April 10, 2012 | | Comments Off on Romanticism

Romanticism (Original Work by Jeffrey Hoehn)

The rise of reason, and the Age of Enlightment rubbed off on many individuals as seeming too simplistic, and ordinary.  The 18th and 19th century would be home to a movement in literature and arts arising from the Age of Enlightment, and the industrial revolution known as Romanticism.  The period of Romanticism has been described by some as starting roughly in 1770 and ending around 1848.  Romanticism may be defined as an emphasis on emotions, spiritual nature of creativity, and the “celebration of spontaneity in formed by imagination as an avenue to truth.”  The final characteristic demonstrates why Romanticism evolved from a reaction to reason.  Romanticism holds concepts not rooted in the material world as the forefront of truth.  Romanticism tries to beautify humans, and the many ways in which they humans are different.  The Enlightment focused too much on what made humans all the same, and romanticists tried to differentiate, and emphasize the differences that made humans unique, and fascinating.  Nature was also an influential aspect of Romanticism, once again stemming from Enlightment thinkers applying reason to the universe.  Instead of trying to understand what the laws of planetary motion, the Newtonian Paradigm, and law of inertia, Romanticists would proclaim that nature is not easily discerned through our senses.  Nature instead should be valued as “a spiritual touchstone, guide to emotion, and source of artistic inspiration.”
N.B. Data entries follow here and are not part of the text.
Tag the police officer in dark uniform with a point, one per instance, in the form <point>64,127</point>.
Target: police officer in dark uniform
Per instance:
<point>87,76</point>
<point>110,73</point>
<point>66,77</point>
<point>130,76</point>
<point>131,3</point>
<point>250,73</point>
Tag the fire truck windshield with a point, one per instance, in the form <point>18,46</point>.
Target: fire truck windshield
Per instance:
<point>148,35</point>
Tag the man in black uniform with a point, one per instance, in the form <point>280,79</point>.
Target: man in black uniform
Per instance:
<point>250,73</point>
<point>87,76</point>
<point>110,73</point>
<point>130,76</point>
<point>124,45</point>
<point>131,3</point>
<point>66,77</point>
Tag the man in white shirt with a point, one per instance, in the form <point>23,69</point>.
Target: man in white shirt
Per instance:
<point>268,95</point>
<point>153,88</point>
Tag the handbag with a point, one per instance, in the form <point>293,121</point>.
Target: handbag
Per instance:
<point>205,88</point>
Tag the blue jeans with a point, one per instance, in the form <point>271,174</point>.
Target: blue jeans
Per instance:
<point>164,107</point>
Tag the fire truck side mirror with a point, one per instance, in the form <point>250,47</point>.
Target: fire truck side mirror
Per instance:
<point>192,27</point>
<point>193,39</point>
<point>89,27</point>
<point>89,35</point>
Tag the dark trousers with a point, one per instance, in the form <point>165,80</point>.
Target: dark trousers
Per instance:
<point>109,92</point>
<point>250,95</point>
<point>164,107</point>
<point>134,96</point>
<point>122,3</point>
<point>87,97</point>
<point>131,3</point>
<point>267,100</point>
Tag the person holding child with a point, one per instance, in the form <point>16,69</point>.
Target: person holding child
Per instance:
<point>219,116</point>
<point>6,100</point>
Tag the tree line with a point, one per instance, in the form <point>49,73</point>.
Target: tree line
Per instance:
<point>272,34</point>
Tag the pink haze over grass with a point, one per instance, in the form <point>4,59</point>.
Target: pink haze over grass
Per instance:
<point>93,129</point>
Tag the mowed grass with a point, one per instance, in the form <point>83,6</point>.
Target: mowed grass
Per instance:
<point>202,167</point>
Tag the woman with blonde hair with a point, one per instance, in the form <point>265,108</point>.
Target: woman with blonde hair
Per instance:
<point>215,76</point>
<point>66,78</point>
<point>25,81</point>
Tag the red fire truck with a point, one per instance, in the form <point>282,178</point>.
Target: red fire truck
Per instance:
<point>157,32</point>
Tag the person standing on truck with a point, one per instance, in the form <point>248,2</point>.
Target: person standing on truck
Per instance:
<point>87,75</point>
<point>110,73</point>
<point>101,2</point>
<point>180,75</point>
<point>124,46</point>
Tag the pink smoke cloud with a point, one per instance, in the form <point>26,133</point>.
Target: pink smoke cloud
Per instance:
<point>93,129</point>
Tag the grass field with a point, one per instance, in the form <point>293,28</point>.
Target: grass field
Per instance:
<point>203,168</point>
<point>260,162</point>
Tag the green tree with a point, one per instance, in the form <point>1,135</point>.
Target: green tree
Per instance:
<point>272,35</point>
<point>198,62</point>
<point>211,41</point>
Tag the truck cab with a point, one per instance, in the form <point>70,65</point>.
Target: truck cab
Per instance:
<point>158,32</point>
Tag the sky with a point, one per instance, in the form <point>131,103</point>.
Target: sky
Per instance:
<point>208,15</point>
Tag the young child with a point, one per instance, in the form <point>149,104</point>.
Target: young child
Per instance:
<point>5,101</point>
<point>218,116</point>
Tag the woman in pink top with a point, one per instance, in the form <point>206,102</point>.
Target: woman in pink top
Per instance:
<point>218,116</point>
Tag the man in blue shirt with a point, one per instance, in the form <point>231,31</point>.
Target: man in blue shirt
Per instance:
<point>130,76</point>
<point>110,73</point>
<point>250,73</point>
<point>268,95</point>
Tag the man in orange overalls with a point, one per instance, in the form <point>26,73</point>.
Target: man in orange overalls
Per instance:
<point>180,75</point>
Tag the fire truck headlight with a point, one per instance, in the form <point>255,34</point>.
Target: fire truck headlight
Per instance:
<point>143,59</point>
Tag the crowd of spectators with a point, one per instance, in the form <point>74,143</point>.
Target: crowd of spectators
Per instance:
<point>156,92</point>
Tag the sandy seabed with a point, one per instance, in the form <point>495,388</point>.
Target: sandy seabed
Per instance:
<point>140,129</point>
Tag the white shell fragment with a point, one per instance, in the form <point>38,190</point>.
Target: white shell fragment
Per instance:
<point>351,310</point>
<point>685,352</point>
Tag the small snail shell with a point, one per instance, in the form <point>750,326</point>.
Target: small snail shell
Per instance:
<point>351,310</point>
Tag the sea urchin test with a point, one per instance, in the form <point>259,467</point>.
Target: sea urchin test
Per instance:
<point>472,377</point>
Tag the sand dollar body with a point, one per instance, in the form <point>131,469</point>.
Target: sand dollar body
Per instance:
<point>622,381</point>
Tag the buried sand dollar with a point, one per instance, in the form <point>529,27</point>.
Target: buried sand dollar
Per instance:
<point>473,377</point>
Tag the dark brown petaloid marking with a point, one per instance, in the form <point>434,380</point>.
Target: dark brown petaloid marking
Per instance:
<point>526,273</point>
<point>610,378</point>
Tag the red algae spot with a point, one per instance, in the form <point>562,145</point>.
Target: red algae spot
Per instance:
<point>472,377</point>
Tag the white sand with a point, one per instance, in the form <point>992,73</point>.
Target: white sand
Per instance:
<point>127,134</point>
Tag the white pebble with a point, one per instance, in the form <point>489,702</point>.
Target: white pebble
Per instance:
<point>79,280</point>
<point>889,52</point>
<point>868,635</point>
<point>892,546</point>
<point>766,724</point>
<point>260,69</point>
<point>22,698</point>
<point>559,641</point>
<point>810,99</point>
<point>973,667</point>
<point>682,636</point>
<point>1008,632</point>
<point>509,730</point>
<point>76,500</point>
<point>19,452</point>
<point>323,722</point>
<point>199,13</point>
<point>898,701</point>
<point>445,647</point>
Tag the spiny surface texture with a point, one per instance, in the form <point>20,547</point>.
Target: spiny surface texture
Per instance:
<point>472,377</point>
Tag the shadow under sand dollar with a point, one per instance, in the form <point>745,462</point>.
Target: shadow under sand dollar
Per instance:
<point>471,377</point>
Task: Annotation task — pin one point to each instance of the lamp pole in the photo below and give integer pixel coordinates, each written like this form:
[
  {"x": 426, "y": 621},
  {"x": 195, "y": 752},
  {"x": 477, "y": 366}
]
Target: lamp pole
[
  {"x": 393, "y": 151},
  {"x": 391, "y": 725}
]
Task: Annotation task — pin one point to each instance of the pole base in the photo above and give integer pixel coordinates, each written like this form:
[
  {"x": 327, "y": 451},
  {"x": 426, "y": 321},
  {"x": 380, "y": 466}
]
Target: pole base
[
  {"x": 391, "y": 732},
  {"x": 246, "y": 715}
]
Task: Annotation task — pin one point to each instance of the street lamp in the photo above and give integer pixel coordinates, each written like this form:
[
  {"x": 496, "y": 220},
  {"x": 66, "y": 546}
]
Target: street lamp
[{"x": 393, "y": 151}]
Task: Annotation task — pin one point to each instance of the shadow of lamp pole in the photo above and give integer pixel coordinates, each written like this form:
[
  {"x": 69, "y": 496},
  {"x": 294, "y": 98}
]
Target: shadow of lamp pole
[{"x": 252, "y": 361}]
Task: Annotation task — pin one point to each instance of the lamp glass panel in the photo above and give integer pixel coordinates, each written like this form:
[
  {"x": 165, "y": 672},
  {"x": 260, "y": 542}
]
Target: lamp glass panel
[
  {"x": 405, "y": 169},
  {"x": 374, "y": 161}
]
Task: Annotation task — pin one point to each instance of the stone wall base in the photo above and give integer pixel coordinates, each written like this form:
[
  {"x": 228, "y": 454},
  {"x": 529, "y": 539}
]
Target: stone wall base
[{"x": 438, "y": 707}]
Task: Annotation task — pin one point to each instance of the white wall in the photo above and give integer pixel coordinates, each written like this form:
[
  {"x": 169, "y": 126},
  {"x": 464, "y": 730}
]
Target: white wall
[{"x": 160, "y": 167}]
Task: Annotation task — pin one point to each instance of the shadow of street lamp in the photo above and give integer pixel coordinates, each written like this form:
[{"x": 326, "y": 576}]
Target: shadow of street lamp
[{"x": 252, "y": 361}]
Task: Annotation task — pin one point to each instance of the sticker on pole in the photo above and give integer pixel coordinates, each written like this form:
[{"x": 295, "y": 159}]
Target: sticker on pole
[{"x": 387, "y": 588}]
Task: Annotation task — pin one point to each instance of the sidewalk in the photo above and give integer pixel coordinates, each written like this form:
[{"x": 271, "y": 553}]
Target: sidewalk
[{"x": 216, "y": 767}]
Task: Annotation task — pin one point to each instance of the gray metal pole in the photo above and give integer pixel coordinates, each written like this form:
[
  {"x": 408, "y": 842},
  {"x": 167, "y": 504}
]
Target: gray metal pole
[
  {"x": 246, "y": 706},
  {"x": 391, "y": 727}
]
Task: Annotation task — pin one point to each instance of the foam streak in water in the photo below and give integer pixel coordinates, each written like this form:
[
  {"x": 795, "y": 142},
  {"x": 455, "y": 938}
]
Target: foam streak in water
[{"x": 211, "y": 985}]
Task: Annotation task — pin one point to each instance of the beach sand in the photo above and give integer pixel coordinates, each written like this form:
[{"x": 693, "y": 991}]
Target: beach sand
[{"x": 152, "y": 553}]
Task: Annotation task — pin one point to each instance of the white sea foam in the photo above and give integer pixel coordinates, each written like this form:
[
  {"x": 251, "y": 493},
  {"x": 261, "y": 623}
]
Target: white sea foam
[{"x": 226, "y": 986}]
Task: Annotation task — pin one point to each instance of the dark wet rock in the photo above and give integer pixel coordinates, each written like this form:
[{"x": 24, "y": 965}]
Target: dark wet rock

The impact of Romanticism contributed to a new founded appreciation for human creativity, and emotion.  Romanticists were able to reemphasize passion, will, and intuition all which are human characteristics.  Romanticist novels also left trace of an opposition to the conditions many laborers were subjected to  during the Industrial Revolution.  Romanticism even played a part in encouraging nationalism across Europe.  Romantics viewed Napoleon Bonaparte as the example of human emotion and will that can influence a number of individuals.  Similarly, those who led nationalistic revolutions held ideas revolutionary as Bonaparte, and it is quite possible they drew strength of how to defy the odds from Bonaparte’s personality and vision.